Yiping Cheng
Beijing Jiaotong University, China. Email: [email protected]
https://www.researchgate.net/profile/Yiping-Cheng/research
Different text readers/editors have different interpretations of Tab, there are roughly two schools of thought: "1 Tab = 8 spaces" and "1 Tab = 4 spaces". So, if you use Tab, the program that originally looked great in your editor will appear messy elsewhere. Therefore, many programmers tend to use space-only for guaranteed visual look, but that will cause a lot of waste of disk space. Is there an ideal solution?
There IS!
We can enforce a rule to all program files:
In each line, before the first non-space, non-tab character, use TAB only! And after that character, use SPACE only!
The advantage of this rule is that, first of all, regardless of how many spaces the tab's interpretation is, the code is always uniformly indented, and since tabs and spaces do not mix together, the appearance of the code line is fixed. Secondly, compared to the all-space solution, it can reduce file size dramatically. I consider this to be the perfect solution.
Therefore I wrote a small utility TabSpace (currently, only under Windows) for this purpose: It helps programmers to convert source files to files that comply with the above tab-space rule. TabSpace performs this conversion on all the files within the current directory (including all its subdirectories) that match particular patterns you provide. For example, if you want to convert Go files and Python files, simply type:
Tabspace *. go *. py
The code beautification functions of TabSpace include:
-
Tab-Space rule enforcement
-
Convert white space (isspace returns true) characters to standard space (0x20)
-
Remove trailing spaces in a line
-
Standardize all line breaks to the UNIX standard: single LF
If the conversion is successful, the original file will be renamed to a backup file with the same basic file name and an extension of the original extension plus bak. So this program won't let you lose anything.
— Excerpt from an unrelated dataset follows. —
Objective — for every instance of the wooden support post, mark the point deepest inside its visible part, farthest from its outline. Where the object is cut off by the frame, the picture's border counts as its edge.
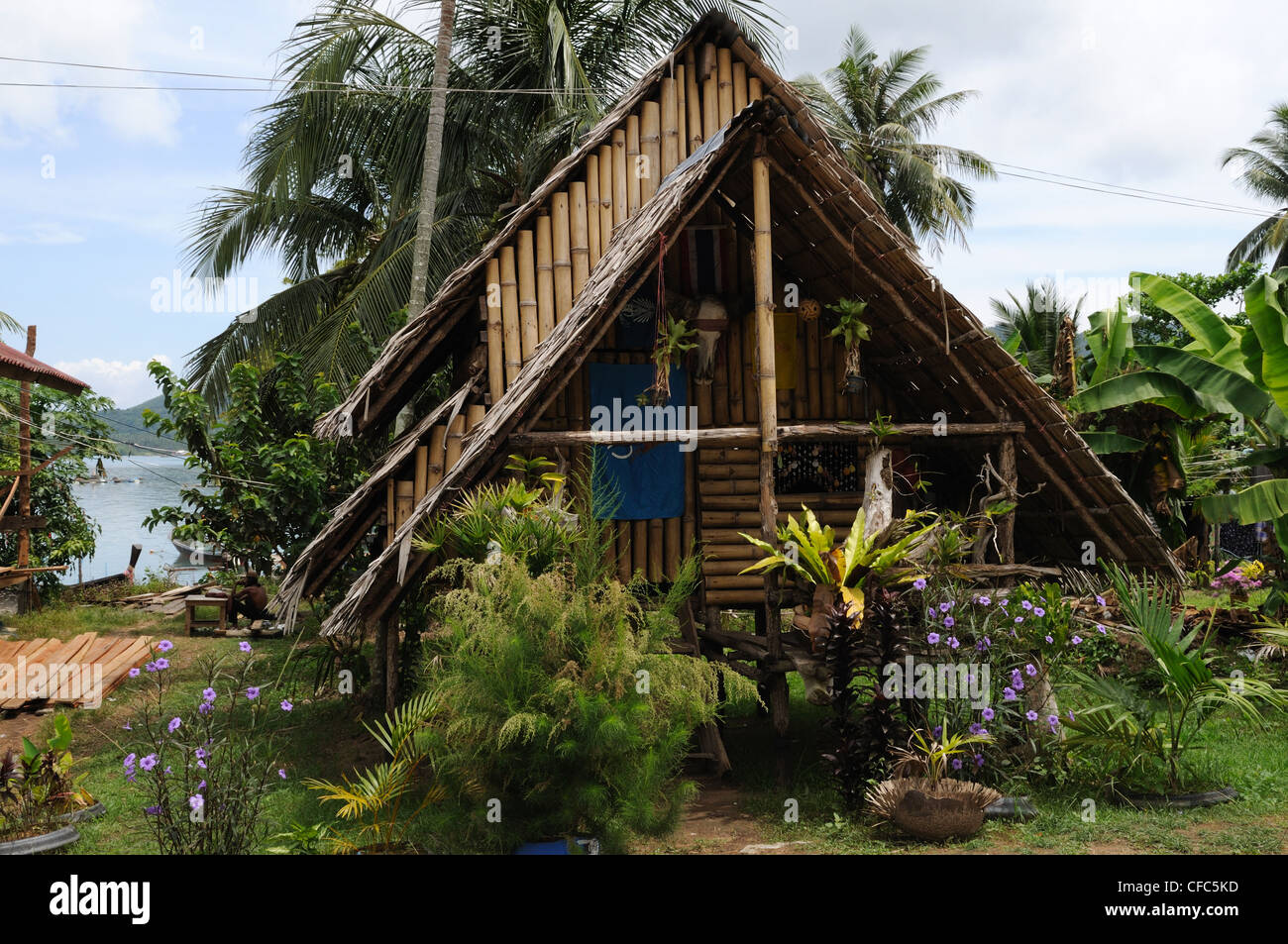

In TabSpace, when converting a tab to spaces or vice versa, it is stipulated that 1 Tab = 4 spaces. This rule is currently fixed. A majority of coding guidelines from major software companies and major languages also enforce this rule.
TabSpace refuses to perform conversion for the patterns "*" and ".*", since the conversion is meaningful only for code files.
So just enjoy! Should you find any bugs, feel free to contact me via the address provided above.
Jan 21, 2024 update: Some programmers still like the aligned all-space rule I previously adopted before thinking of the tab-space rule, as they are are willing to trade file size for absolute visual consistency. So I now readd the aligned all-space rule. Aligned means the number of leading spaces (before first non-space non-tab character) is always a multiple of 4.